- Length: 14.5 km (9.0 mi)
- Location: Nova Scotia, Canada
- Trailheads: Gibralter Musquodoboit Harbour
- Use: Hiking; running; cycling; skateboarding; cross-country skiing;
- Difficulty: Accessible–to–easy
- Hazards: Rough terrain on spur trails
| Trail map |

= Musquodoboit Trailway =

Multiuse trail in Nova Scotia, Canada

The Musquodoboit Trailway is a 14.5 km multiuse rail trail located in Halifax County, Nova Scotia, running the distance from Gibralter to Musquodoboit Harbour. The entire route is part of the Halifax spur of The Great Trail, and follows Nova Scotia Route 357 for its length.

==History==
The railbed that the trail uses was originally built by the Intercolonial Railway just prior to World War I and absorbed into Canadian National when the Government of Canada created it. The rails originally ran from Dartmouth to Upper Musquodoboit, hauling timber, gravel, and agricultural goods, as well as passengers. An extension to Guysborough was planned, but never materialized.

==Route==
The trailway begins at the Musquodoboit Harbour Railway Museum, but it mostly considered starting at Park Road, a few hundred meters north of Nova Scotia Trunk 7 in Musquodoboit Harbour, and almost immediately crosses the Trestle Bridge, a 40 m steel truss bridge over the Musquodoboit River, offering a view of its extensive and largely undeveloped flood plains. Soon thereafter, the old Bayer Mill Road is passed on the left, and to the right, tall granite cliffs of the Eastern Shore Granite Ridge become visible, some reaching up to 100 m in height. Aptly named Little Lake is passed around the 1 km mark, and a turnoff to the Admiral Lake Trail is present at 2 km.
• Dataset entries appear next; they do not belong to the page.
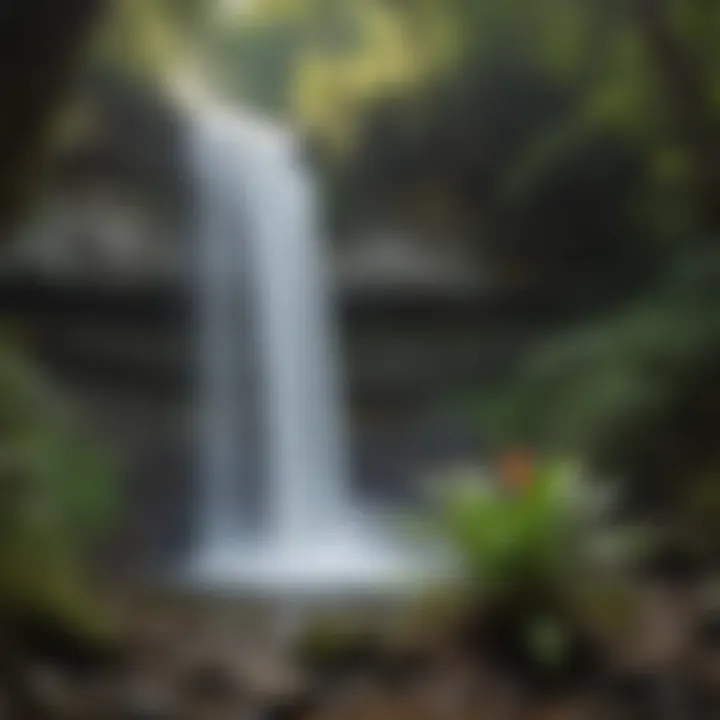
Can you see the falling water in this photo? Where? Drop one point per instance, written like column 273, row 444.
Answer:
column 264, row 313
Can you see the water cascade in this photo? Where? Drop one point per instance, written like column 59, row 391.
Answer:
column 264, row 315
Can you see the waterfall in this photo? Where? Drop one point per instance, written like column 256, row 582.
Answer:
column 268, row 359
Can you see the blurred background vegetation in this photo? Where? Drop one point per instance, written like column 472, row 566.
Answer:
column 575, row 143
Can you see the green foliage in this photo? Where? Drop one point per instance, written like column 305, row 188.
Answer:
column 539, row 541
column 55, row 493
column 633, row 392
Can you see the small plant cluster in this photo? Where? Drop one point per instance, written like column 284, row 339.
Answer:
column 543, row 562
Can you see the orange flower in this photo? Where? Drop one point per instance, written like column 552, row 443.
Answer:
column 515, row 470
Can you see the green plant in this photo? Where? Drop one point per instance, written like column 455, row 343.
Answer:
column 537, row 538
column 55, row 493
column 542, row 562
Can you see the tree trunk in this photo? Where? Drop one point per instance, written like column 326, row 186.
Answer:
column 40, row 44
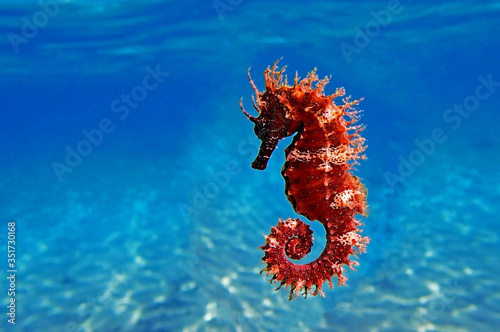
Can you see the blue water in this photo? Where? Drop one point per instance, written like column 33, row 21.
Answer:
column 125, row 163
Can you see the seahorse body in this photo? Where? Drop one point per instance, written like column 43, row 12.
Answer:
column 318, row 179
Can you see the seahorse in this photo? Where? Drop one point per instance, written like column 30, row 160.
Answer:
column 318, row 178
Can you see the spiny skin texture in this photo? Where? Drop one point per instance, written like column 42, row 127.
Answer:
column 318, row 179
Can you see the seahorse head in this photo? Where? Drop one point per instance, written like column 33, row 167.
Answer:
column 271, row 125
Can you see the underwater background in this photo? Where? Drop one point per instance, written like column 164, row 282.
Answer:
column 125, row 163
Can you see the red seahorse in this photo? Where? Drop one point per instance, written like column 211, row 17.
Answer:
column 318, row 178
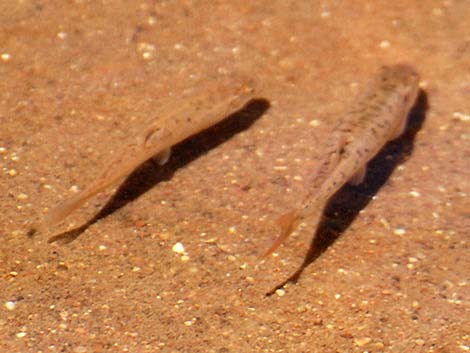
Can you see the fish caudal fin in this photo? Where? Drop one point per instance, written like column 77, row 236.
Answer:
column 288, row 222
column 61, row 211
For about a kilometer, the trailway is squeezed between steep granite cliffs of the Eastern Shore Granite Ridge on the eastern side and Bayer Lake to the left. An intersection to the Bayer Lake Loop Trail (which goes along the top of the cliffs) is present at 2.4 km, and a few hundred meters beyond that lies the first picnic table.
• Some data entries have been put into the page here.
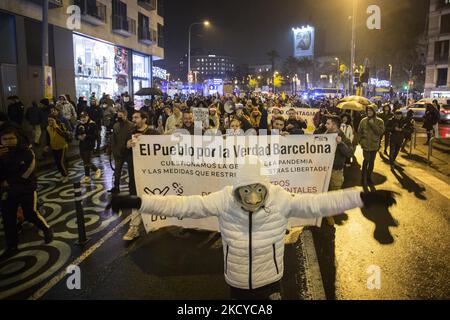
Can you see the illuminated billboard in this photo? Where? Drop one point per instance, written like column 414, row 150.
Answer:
column 303, row 42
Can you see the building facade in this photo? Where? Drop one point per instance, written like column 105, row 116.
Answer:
column 437, row 82
column 208, row 66
column 93, row 46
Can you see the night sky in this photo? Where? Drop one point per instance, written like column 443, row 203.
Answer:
column 248, row 29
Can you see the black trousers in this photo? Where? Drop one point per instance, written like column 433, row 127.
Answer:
column 394, row 150
column 368, row 165
column 387, row 139
column 86, row 156
column 60, row 161
column 9, row 206
column 269, row 292
column 119, row 162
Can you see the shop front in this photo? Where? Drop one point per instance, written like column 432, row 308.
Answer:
column 100, row 67
column 141, row 76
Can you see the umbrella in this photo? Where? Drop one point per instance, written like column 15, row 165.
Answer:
column 359, row 99
column 352, row 105
column 149, row 92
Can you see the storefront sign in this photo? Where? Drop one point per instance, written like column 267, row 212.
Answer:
column 196, row 165
column 48, row 78
column 159, row 73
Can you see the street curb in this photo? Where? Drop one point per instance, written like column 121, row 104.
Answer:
column 51, row 165
column 312, row 269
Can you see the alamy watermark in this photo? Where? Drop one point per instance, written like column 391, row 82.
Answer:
column 74, row 279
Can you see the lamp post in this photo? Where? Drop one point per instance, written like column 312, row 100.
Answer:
column 206, row 24
column 390, row 74
column 338, row 79
column 353, row 46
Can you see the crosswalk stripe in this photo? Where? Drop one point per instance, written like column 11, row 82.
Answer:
column 435, row 183
column 56, row 279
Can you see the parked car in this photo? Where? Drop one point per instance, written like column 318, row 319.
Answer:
column 445, row 113
column 420, row 107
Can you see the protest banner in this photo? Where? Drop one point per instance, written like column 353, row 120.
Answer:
column 186, row 165
column 201, row 115
column 306, row 113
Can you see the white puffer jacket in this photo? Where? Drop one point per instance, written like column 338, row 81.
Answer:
column 253, row 242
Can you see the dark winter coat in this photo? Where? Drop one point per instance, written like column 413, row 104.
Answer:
column 430, row 118
column 121, row 134
column 90, row 129
column 96, row 115
column 344, row 150
column 34, row 115
column 396, row 136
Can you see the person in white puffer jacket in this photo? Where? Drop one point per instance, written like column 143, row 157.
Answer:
column 253, row 216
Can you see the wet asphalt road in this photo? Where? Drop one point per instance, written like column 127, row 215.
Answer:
column 410, row 243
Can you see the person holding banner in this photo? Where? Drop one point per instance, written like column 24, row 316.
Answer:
column 278, row 126
column 121, row 133
column 370, row 131
column 141, row 121
column 253, row 216
column 295, row 124
column 174, row 121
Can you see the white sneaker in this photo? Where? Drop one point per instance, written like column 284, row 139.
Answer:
column 86, row 180
column 98, row 174
column 133, row 233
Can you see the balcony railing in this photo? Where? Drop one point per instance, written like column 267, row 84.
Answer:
column 147, row 36
column 124, row 26
column 441, row 60
column 52, row 4
column 92, row 11
column 148, row 4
Beyond the picnic table lie the Turtle Cove bridge, a wooden trestle bridge, and another trailhead for the Admiral Lake Loop, as well as the South Granite Ridge Trail. From this point onwards the trail passes mainly through the rich lower Musquodoboit Valley, sometimes approaching the granite cliffs to the east, sometimes with glimpses of the river to the west. At around the halfway point is Norma's Place, a picnic shelter, and a connection to the North and South Granite Ridge Trails.
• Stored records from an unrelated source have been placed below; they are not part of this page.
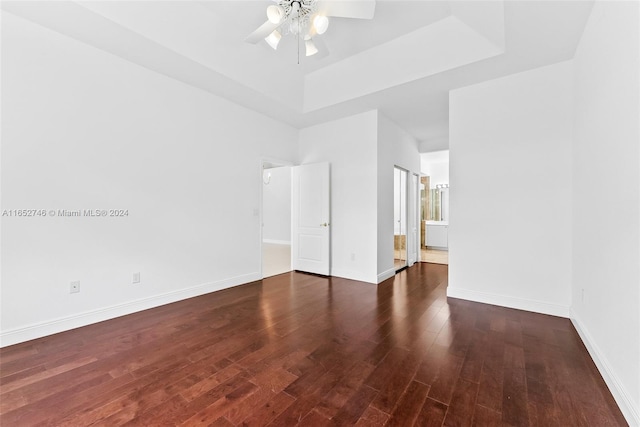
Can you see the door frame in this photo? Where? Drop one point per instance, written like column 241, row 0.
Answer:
column 273, row 163
column 406, row 217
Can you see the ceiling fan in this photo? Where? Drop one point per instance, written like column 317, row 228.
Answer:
column 307, row 19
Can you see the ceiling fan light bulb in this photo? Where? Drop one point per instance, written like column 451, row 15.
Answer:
column 320, row 23
column 273, row 39
column 275, row 13
column 310, row 47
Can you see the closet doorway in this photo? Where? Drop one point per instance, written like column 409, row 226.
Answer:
column 276, row 219
column 400, row 218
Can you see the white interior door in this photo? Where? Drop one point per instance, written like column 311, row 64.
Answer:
column 310, row 218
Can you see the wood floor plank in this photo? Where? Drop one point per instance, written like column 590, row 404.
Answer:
column 409, row 407
column 298, row 349
column 432, row 413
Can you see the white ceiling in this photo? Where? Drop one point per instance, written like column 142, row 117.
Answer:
column 403, row 61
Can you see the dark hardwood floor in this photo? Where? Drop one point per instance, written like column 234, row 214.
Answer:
column 297, row 349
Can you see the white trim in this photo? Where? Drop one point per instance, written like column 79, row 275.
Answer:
column 277, row 242
column 61, row 324
column 509, row 301
column 622, row 397
column 386, row 275
column 352, row 275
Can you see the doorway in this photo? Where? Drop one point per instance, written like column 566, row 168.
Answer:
column 399, row 218
column 276, row 219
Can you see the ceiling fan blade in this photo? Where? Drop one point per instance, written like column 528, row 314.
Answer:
column 360, row 9
column 263, row 31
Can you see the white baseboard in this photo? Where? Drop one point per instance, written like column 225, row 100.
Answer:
column 54, row 326
column 386, row 275
column 627, row 406
column 277, row 242
column 509, row 301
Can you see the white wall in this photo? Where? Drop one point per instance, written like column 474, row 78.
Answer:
column 438, row 172
column 606, row 198
column 395, row 148
column 83, row 129
column 276, row 205
column 349, row 144
column 510, row 166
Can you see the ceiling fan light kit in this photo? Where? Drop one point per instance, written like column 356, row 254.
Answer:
column 306, row 19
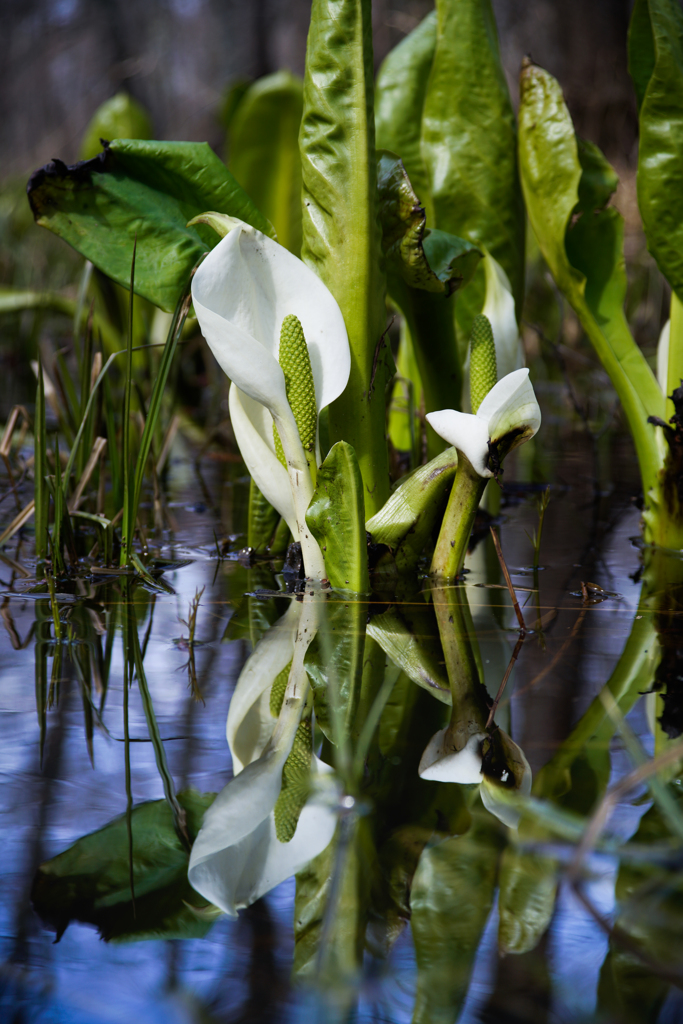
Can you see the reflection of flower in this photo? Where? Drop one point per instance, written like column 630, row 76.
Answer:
column 493, row 761
column 508, row 416
column 242, row 293
column 237, row 856
column 250, row 721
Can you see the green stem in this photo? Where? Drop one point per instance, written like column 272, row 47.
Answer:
column 469, row 713
column 454, row 537
column 432, row 331
column 341, row 237
column 675, row 368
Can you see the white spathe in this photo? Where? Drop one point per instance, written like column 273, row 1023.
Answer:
column 242, row 293
column 237, row 856
column 509, row 408
column 500, row 308
column 440, row 763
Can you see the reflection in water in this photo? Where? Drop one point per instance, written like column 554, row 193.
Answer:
column 368, row 773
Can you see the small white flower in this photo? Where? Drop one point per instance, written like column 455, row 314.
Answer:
column 441, row 762
column 507, row 417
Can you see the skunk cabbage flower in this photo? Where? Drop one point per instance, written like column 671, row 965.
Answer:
column 494, row 762
column 243, row 293
column 508, row 416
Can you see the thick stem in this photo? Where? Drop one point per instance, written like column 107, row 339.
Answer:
column 675, row 367
column 341, row 237
column 454, row 537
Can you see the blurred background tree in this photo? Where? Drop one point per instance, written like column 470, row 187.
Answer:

The trail continues over Kelly's Meadow Bridge and through the valley until coming to another picnic table at 11 km. Here it enters thicker forest, and the last 2 km run right next to Highway 357 and a steep granite embankment. A trailhead to Gibralter Rock Loop and the North Granite Ridge trail is present at 13.5 km.

==Spur rails==
Aside from the main trail, the Musquodoboit Trailways association maintains several trails that go up into the Eastern Shore Granite Ridge to the east of the main trail. These trails are for hiking only narrow, rugged, and have steep grades.

==Skull Rock==
This is a lookout off of a side trail known as Admiral Lake Loop Trail. The lookout is set on a mountain that resembles a skull. The lookout has a picnic spot. A women fell off of the rock in the late 2010s.